ひと通り仕事も片付き、桜の名所、日帰り入浴もできる温泉、手打ちそばの店など、明日のデートプランも完璧だ。

入国審査を抜け、スーツケースをピックアップする間に、『SAKURA』からのメールで、あらかじめ頼んであったマカロンタワーのケーキが無事配達されたことを確認する。

偲月が母とシェアすることを考慮して、七十個ほどを使ったサイズで作ってもらったのだが、おそらく一日でなくなるものと思われる。

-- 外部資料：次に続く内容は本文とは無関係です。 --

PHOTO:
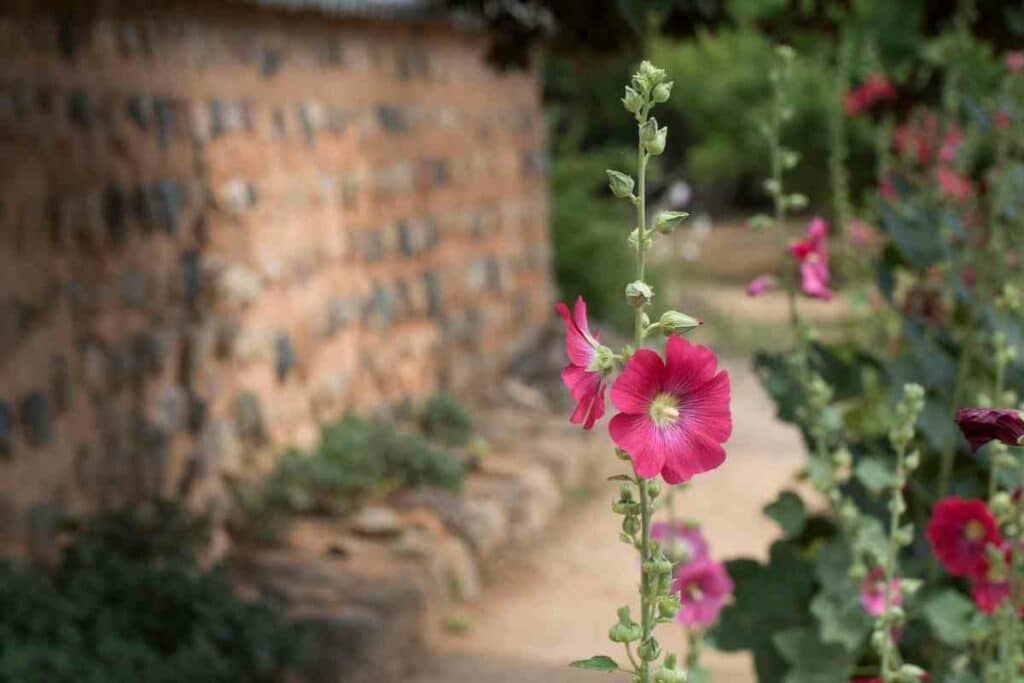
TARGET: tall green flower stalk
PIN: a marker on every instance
(637, 498)
(893, 670)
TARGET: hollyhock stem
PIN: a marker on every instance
(646, 612)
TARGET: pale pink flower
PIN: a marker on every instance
(582, 376)
(681, 543)
(760, 285)
(704, 588)
(872, 592)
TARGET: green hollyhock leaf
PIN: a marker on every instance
(949, 614)
(788, 512)
(810, 659)
(843, 620)
(876, 474)
(767, 598)
(596, 663)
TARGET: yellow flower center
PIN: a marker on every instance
(664, 410)
(974, 530)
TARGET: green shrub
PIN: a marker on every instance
(121, 608)
(444, 420)
(354, 460)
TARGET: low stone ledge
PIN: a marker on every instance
(371, 584)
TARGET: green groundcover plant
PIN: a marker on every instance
(128, 604)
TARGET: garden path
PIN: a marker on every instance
(555, 604)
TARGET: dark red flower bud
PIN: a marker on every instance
(981, 425)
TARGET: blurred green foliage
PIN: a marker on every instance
(128, 604)
(354, 460)
(444, 420)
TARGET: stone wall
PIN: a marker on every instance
(220, 225)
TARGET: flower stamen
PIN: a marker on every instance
(664, 410)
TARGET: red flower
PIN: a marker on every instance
(887, 188)
(958, 531)
(981, 425)
(947, 153)
(873, 90)
(583, 376)
(953, 185)
(675, 414)
(812, 254)
(704, 587)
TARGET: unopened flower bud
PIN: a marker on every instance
(639, 294)
(648, 130)
(672, 322)
(649, 649)
(668, 221)
(621, 183)
(909, 674)
(660, 92)
(626, 631)
(633, 100)
(668, 606)
(626, 508)
(656, 145)
(669, 672)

プレゼントは、育児中とあってアクセサリーはやめ、芽依と一緒に選んだマカロンクッションにした。
千陽(ちはる)への土産は、オーガニックコットンで作られた布絵本とカラフルでさまざまな形状をしたシリコン製のベビーボールだ。

ついつい、服やおもちゃなど、千陽に似合いそうなもの、千陽が喜びそうなものを際限なく買ってしまうため、偲月には出張土産は二個までと制限されている。

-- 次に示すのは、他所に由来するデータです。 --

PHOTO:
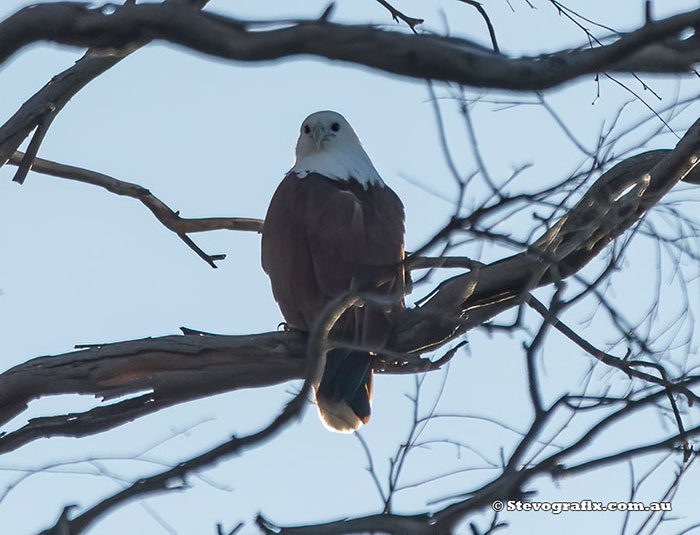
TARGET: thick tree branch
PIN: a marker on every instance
(170, 219)
(318, 345)
(43, 107)
(175, 369)
(654, 47)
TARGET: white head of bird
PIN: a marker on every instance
(328, 145)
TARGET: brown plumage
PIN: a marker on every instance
(324, 237)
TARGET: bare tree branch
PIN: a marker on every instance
(42, 108)
(170, 219)
(165, 367)
(654, 47)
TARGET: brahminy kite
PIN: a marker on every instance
(333, 227)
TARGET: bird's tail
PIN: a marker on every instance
(344, 396)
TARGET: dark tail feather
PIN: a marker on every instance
(345, 393)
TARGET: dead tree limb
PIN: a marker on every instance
(163, 213)
(175, 369)
(655, 47)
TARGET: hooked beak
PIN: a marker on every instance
(318, 133)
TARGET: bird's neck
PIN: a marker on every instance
(339, 165)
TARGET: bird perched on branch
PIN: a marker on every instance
(333, 228)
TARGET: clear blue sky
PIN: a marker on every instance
(213, 138)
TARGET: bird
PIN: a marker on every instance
(333, 227)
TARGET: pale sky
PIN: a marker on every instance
(214, 138)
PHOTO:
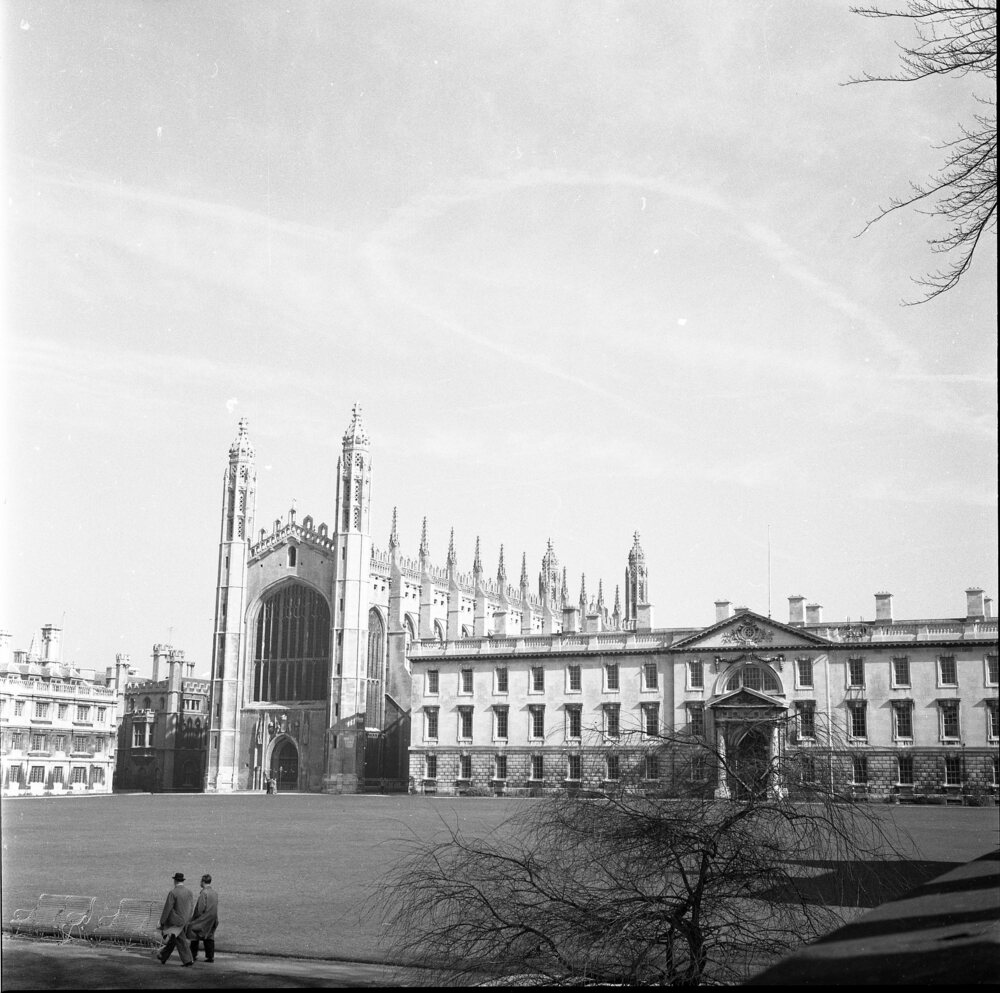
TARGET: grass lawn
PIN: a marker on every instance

喜ぶ偲月と千陽の姿を想像し、緩みそうになる頬を無理やり引き締めて、税関を抜け、到着ロビーへ。
迎えを探す必要もないので、そのままタクシー乗り場へ向かおうと、派手なラッピングを施されたマカロンクッションを抱え直した時、予想外の人物に出くわした。


「あ! いた! 千陽(ちはる)ぅ、パパいたよ~」


人の行き交う到着ロビー。
そこには、ひと月ぶりに会う娘と妻がいた。


「朔哉、おかえりぃー。千陽、パパ帰って来たよー」


なぜここにいる、と訊く前に、愛娘を押し付けられ、反射的に抱きとめた。
大きな目で見つめられて、無理に引き締めていた頬も緩んでしまう。


「ただいま? ちぃ」


いつものように、にたーっと笑い返してくれることを期待したが、見開かれた目がみるみるうちに潤み、その顔が強張る。

なぜ、と思った矢先、「うぎゃああぁ」という耳をつんざく泣き声が響き渡った。